這是我的資料框的一部分。
> df
Group Direction cytoband q value residual q value wide peak boundaries
V29 All DEL 11q25 7.78E-43 2.22E-39 chr11:130906630-135086622
V30 All DEL Xp22.11 3.01E-38 1.91E-35 chrX:23277186-26139553
V31 All DEL 10q23.31 3.61E-31 3.61E-31 chr10:87745632-87859602
V32 All DEL 22q12.3 4.03E-25 3.96E-25 chr22:33050952-34766503
V33 All DEL 11p15.4 6.59E-25 6.59E-25 chr11:3230287-3799554
我想提取“寬峰邊界”列中“chr”之后的字符或數字。
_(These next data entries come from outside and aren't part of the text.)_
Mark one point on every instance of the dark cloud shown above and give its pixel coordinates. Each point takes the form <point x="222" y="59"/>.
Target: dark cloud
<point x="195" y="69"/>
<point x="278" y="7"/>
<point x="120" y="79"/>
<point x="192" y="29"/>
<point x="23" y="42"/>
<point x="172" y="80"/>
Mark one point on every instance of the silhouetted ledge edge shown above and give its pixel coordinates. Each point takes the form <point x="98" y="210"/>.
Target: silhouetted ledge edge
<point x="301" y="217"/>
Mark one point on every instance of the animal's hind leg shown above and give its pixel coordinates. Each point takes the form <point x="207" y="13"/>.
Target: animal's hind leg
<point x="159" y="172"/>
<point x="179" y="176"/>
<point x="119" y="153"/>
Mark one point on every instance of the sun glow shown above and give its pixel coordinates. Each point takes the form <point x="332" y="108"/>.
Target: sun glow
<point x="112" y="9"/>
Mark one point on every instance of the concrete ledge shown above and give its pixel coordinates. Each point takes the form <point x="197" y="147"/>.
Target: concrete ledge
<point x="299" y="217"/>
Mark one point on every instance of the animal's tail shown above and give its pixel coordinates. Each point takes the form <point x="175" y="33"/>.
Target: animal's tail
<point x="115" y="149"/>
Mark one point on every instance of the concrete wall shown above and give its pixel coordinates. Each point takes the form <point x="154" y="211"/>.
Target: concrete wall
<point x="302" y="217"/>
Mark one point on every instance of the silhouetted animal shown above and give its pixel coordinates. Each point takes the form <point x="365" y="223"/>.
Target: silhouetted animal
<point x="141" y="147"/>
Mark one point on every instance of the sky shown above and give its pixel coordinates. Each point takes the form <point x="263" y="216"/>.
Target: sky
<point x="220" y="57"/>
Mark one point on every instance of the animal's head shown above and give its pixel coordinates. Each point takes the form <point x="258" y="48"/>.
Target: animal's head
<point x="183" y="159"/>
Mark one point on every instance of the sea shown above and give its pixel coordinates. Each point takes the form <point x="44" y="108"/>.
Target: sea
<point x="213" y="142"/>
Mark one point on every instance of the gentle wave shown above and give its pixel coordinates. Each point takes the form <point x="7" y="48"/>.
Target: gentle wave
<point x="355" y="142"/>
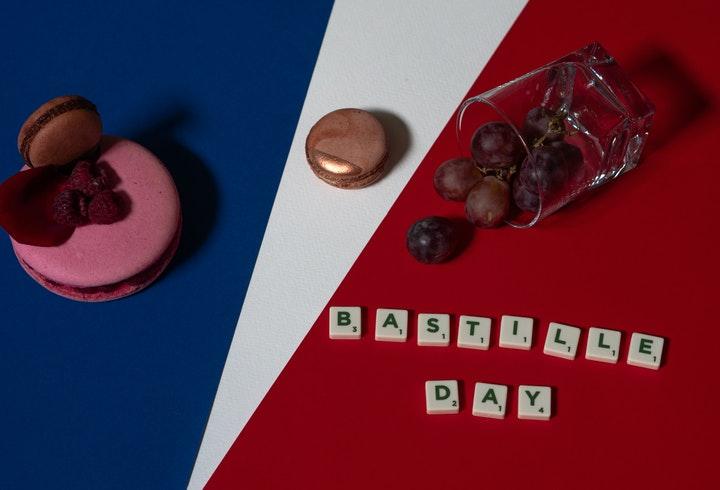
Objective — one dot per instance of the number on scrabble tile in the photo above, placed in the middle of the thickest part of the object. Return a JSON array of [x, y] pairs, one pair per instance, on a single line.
[[434, 329], [534, 402], [345, 322], [645, 350], [391, 325], [442, 397], [562, 341], [489, 400], [516, 332], [474, 332], [603, 345]]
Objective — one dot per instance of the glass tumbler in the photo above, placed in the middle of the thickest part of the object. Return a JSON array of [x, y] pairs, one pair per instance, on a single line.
[[578, 123]]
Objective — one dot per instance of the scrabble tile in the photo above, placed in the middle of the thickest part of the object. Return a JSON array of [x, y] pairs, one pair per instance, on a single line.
[[516, 332], [345, 322], [534, 402], [603, 345], [490, 400], [442, 397], [562, 341], [645, 350], [434, 329], [474, 332], [391, 325]]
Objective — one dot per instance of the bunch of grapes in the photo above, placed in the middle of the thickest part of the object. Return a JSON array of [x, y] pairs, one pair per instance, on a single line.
[[499, 174]]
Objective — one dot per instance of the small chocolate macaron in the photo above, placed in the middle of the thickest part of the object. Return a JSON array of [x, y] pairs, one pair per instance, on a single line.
[[60, 131], [347, 148]]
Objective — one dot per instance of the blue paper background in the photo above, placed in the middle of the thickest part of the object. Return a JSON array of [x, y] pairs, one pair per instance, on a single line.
[[117, 395]]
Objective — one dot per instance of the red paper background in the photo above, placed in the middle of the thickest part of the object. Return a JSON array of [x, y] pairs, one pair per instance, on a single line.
[[639, 255]]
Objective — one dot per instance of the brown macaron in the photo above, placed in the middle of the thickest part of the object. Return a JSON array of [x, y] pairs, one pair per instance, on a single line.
[[347, 148], [60, 131]]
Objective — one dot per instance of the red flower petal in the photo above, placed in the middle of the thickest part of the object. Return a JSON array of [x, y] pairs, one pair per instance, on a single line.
[[26, 207]]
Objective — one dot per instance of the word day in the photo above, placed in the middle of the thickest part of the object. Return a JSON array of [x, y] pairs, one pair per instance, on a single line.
[[489, 400], [516, 332]]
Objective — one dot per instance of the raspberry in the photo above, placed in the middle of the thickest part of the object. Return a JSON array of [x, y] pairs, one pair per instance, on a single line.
[[105, 208], [87, 178], [70, 208]]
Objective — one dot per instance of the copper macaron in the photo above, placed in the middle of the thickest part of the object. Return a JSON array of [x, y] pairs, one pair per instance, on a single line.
[[347, 148]]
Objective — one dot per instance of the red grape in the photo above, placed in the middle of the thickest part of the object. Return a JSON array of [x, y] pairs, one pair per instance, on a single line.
[[488, 203], [432, 240], [541, 123], [544, 171], [454, 178], [525, 199], [496, 145]]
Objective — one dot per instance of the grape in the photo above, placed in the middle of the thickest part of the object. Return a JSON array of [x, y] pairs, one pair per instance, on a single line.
[[454, 178], [526, 199], [488, 203], [541, 122], [432, 240], [545, 171], [496, 145]]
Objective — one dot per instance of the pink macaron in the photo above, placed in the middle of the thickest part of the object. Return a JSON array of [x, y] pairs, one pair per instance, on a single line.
[[102, 262]]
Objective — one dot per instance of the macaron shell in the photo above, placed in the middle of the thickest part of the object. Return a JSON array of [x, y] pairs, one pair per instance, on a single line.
[[63, 138], [347, 148], [110, 292], [100, 255]]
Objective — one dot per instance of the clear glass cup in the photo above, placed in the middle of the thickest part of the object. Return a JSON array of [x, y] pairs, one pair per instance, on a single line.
[[593, 106]]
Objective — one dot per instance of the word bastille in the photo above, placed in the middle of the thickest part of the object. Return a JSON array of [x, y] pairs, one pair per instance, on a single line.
[[516, 332]]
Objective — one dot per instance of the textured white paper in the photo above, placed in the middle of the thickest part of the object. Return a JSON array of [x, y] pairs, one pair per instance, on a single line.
[[409, 60]]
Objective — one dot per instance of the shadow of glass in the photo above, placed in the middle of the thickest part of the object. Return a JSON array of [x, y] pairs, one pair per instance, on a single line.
[[679, 100]]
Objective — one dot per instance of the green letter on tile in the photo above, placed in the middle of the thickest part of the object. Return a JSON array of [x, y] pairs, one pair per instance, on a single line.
[[532, 397], [442, 392], [645, 346], [390, 321], [343, 318], [490, 395]]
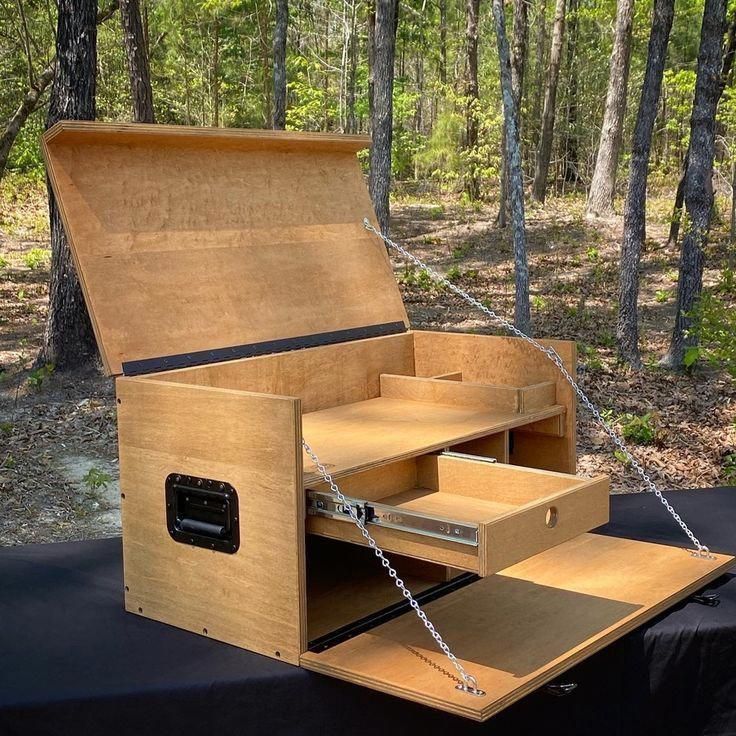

我嘗試了下面的代碼,但第二行獲得了 NA 值。
library(tidyr)
df <- extract(df, 'wide peak boundaries', into = c('chr', 'start', 'end'),
'(\\d ) :(\\d ) -(\\d )', remove = F, convert = T)
df
Group Direction cytoband q value residual q value wide peak boundaries chr start end
V29 All DEL 11q25 7.78E-43 2.22E-39 chr11:130906630-135086622 11 130906630 135086622
V30 All DEL Xp22.11 3.01E-38 1.91E-35 chrX:23277186-26139553 NA NA NA
V31 All DEL 10q23.31 3.61E-31 3.61E-31 chr10:87745632-87859602 10 87745632 87859602
V32 All DEL 22q12.3 4.03E-25 3.96E-25 chr22:33050952-34766503 22 33050952 34766503
V33 All DEL 11p15.4 6.59E-25 6.59E-25 chr11:3230287-3799554 11 3230287 3799554
資料
structure(list(Group = c("All", "All", "All", "All", "All"),
Direction = c("DEL", "DEL", "DEL", "DEL", "DEL"), cytoband = c("11q25",
"Xp22.11", "10q23.31", "22q12.3", "11p15.4"), `q value` = c("7.78E-43",
"3.01E-38", "3.61E-31", "4.03E-25", "6.59E-25"), `residual q value` = c("2.22E-39",
"1.91E-35", "3.61E-31", "3.96E-25", "6.59E-25"), `wide peak boundaries` = c("chr11:130906630-135086622",
"chrX:23277186-26139553", "chr10:87745632-87859602", "chr22:33050952-34766503",
"chr11:3230287-3799554"), chr = c(11L, NA, 10L, 22L, 11L),
start = c(130906630L, NA, 87745632L, 33050952L, 3230287L),
end = c(135086622L, NA, 87859602L, 34766503L, 3799554L)), class = "data.frame", row.names = c("V29",
"V30", "V31", "V32", "V33"))
uj5u.com熱心網友回復:
想法是按:和拆分-,但對于chr列,您不提取“chr”字串。所以你可以使用:
(根據@Chris Ruehlemann 的評論更新)
df %>%
extract("wide peak boundaries",
into = c("chr", "start", "end"),
regex = "((?<=chr).*):(.*)-(.*)",
remove = FALSE)
這使:
Group Direction cytoband q value residual q value wide peak boundaries chr start end
V29 All DEL 11q25 7.78E-43 2.22E-39 chr11:130906630-135086622 11 130906630 135086622
V30 All DEL Xp22.11 3.01E-38 1.91E-35 chrX:23277186-26139553 X 23277186 26139553
V31 All DEL 10q23.31 3.61E-31 3.61E-31 chr10:87745632-87859602 10 87745632 87859602
V32 All DEL 22q12.3 4.03E-25 3.96E-25 chr22:33050952-34766503 22 33050952 34766503
V33 All DEL 11p15.4 6.59E-25 6.59E-25 chr11:3230287-3799554 11 3230287 3799554
uj5u.com熱心網友回復:
library(data.table)
setDT(mydata)[, c("chr", "start", "end") := tstrsplit(`wide peak boundaries`, "[:-]", perl = TRUE)]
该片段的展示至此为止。